Kuş ve karınca dilini bilen, hükümdar peygamberlerden biri olan, insanlardan, cinlerden ve kuşlardan ordusu bulunan, Davud peygamberin oğlu Süleyman (as), ordusu ile karınca vadisine gelir, bir karıncanın,  “Ey karıncalar! Yuvalarınıza girin, Süleyman ve orduları farkında olmadan sizi ezmesin” dediğini duyar, karıncanın sözüne güler (Neml, 27/15–19) ve Allah’a şöyle dua eder: 

فَتَبَسَّمَ ضَاحِكاً مِنْ قَوْلِهَا وَقَالَ رَبِّ اَوْزِعْنٖٓي اَنْ اَشْكُرَ نِعْمَتَكَ الَّتٖٓي اَنْعَمْتَ عَلَيَّ وَعَلٰى وَالِدَيَّ وَاَنْ اَعْمَلَ صَالِحاً تَرْضٰيهُ وَاَدْخِلْنٖي بِرَحْمَتِكَ فٖي عِبَادِكَ الصَّالِحٖينَ

 Onun bu sözünden dolayı Süleyman neşeyle gülümsedi ve “Ey rabbim!” dedi, “Gerek bana gerekse anne babama verdiğin nimete şükretmeye ve hoşnut olacağın iyi işler yapmaya beni muvaffak kıl. Rahmetinle beni iyi kullarının arasına kat!”  (Neml, 27/19) 

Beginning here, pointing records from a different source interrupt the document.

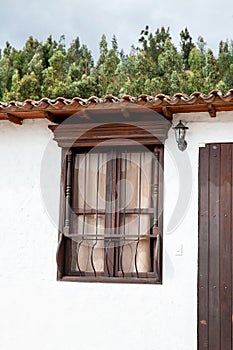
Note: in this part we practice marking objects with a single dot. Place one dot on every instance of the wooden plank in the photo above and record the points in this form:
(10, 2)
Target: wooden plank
(203, 270)
(214, 302)
(225, 245)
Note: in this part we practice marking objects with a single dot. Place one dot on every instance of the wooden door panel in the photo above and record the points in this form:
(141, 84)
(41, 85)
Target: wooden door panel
(215, 248)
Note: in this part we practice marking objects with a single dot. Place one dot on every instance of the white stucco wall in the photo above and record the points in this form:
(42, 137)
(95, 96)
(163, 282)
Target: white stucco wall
(36, 311)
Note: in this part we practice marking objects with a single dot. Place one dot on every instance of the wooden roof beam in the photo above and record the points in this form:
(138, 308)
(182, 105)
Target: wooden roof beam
(212, 110)
(13, 119)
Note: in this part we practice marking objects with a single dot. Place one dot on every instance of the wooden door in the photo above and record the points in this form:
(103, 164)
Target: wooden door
(215, 248)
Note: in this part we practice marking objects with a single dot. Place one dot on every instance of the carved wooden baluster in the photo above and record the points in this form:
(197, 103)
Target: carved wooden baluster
(68, 193)
(156, 233)
(156, 192)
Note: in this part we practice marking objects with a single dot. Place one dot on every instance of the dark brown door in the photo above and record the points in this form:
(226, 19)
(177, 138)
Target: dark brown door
(215, 248)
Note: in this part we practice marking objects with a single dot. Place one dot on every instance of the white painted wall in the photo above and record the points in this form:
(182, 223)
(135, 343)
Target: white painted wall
(36, 311)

Hz.Süleyman (as), şiddetli bir hastalığa yakalanır, cansız ceset denecek hâle gelir, sonra tekrar sağlığına kavuşur ve Allah’a şöyle dua eder:

قَالَ رَبِّ اغْفِرْ لٖي وَهَبْ لٖي مُلْكاً لَا يَنْبَغٖي لِاَحَدٍ مِنْ بَعْدٖيۚ اِنَّكَ اَنْتَ الْوَهَّابُ 

“Ey Rabbim! Beni bağışla ve bana benden sonra kimseye lâyık olmayacak bir mülk / hükümranlık bahşet. Şüphesiz, Sen çok bahşedicisin.” (Sâd, 38/35) 

Yüce Allah, duasını kabul eder. Rüzgârı emrine verir, cinleri ona boyun eğdirir. (bk. Sâd, 36–38)

Süleyman (as)’ın duasında yüce Allah’tan;

Nimete şükredebilmeyi nasip etmesini,

- Salih ameller işleyebilmesini,

- Salih kulları arasına dâhil etmesini,

- Bağışlamasını, - Mülk / saltanat vermesini istemiştir. Süleyman (as)’ın Allah’tan hem dünya, hem ahiret, hem maddî hem manevî isteklerde bulunduğunu ve duasında Allah’ın güzel isimlerini zikrettiğini öğreniyoruz.